Wat zijn de kansen om borstkanker te krijgen? | BRCA-mutatie

Wat zijn de kansen om borstkanker te krijgen?

De meeste borstkankers zijn niet het gevolg van genetische veranderingen in de BRCA-genen. Studies hebben aangetoond dat slechts ongeveer 5-10% van alle borstkankers wordt overgeërfd door BRCA-mutaties. Desalniettemin hebben vrouwen wier gezin een hoge incidentie van borstkanker zijn onzeker en vragen zich af hoe groot de kans is dat ze borstkanker krijgen.

De kans dat vrouwen die lijden aan een mutatie in BRCA 1 of BRCA 2 zich ontwikkelen borstkanker in de loop van hun verdere leven is ongeveer 50-80%, wat significant verhoogd is in vergelijking met vrouwen met niet-gemuteerde BRCA-genen. Het levenslange risico van eierstokkanker wordt ook verhoogd door veranderingen in het BRCA1- of BRCA2-gen: vrouwen met mutaties hebben een kans van 50% om de ziekte te ontwikkelen. Vrouwen met gemuteerde BRCA-genen ontwikkelen de ziekte ook significant eerder op jongere leeftijd (40 jaar of jonger).
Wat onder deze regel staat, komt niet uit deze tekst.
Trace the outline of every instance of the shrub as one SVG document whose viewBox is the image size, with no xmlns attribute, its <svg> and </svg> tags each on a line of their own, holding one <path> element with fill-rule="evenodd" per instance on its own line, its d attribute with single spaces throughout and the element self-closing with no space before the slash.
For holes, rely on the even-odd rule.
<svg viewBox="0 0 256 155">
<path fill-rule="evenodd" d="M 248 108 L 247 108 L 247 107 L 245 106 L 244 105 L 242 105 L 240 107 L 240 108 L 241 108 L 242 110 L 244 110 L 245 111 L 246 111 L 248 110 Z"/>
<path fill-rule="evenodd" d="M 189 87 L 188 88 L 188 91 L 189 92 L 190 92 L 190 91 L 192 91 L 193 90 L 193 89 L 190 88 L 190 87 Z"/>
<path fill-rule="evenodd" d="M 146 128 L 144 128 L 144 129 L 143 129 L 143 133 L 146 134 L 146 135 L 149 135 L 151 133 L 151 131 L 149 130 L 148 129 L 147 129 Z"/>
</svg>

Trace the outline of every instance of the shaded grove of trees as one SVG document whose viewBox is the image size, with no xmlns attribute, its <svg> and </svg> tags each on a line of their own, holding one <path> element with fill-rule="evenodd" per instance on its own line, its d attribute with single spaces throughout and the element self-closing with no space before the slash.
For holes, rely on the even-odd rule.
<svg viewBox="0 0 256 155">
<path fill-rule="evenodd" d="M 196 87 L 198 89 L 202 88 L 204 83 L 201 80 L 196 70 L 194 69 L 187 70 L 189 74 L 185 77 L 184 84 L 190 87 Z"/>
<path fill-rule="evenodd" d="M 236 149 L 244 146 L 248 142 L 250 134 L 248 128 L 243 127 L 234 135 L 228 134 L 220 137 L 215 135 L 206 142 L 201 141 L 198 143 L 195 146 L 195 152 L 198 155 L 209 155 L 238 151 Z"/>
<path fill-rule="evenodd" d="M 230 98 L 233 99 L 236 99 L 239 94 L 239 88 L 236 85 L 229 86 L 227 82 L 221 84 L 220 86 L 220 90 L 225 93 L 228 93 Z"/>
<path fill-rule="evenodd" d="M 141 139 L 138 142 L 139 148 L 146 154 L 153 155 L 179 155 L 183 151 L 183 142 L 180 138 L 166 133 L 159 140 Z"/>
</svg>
Bij vrouwen met niet-erfelijke borstkanker, de ziekte komt gemiddeld voor op de leeftijd van 60 jaar en later. Maar mutaties in de BRCA-genen treffen niet alleen vrouwen. Mannen die zijn getroffen door BRCA-mutaties hebben ook een verhoogd risico op het ontwikkelen van borsten kanker tijdens hun leven.

Deze cijfers zijn echter alleen van toepassing op zogenaamde hoogrisicofamilies, dat wil zeggen gezinnen waarin meerdere gevallen van borstkanker voorkomen kanker or eierstokkanker zijn op jonge leeftijd bij familieleden voorgekomen. Naast de twee BRCA-genen zijn er andere genen waarvan wordt aangenomen dat ze het risico op erfelijke borsten verhogen kanker. Elk gen wordt gedupliceerd in de cel binnen de kern.

De ene genkopie komt van de moeder, de andere van de vader. Een mutatie in een van deze exemplaren is voldoende om een BRCA-mutatie, deze voorwaarde heet een "heterozygote" mutatie. Deze kopie van het gen is vanaf de geboorte defect, terwijl de tweede kopie nog intact is.

Als een mutatie in de tweede kopie optreedt als gevolg van omgevingsinvloeden of spontaan, faalt de functie van het gen volledig en is er een "homozygote" mutatie aanwezig. Hierdoor kan de cel de schade in het DNA niet meer herstellen en groeit deze oncontroleerbaar. Ongecontroleerde celgroei leidt tot tumorvorming.

Als er binnen een gezin meerdere gevallen van borstkanker optreden, is de kans groot dat er een verhoogde vatbaarheid voor de ziekte is en dat deze wordt overgedragen. De overerving van de BRCA-genen volgt het schema van "autosomaal dominante overerving". Dit betekent dat een mutatie in een BRCA-gen met een kans van 50% wordt doorgegeven van de ene ouder aan de kinderen. Het is belangrijk om te begrijpen dat dit geldt voor alle nakomelingen, zowel vrouwelijk als mannelijk, en daarom kan de mutatie worden doorgegeven via mannen binnen het gezin. Aan de andere kant zullen mensen die geen mutatie in de BRCA-genen hebben, BRCA-mutaties niet doorgeven aan hun kinderen, aangezien genmutaties alleen rechtstreeks worden doorgegeven aan het nageslacht en geen generatie kunnen overslaan.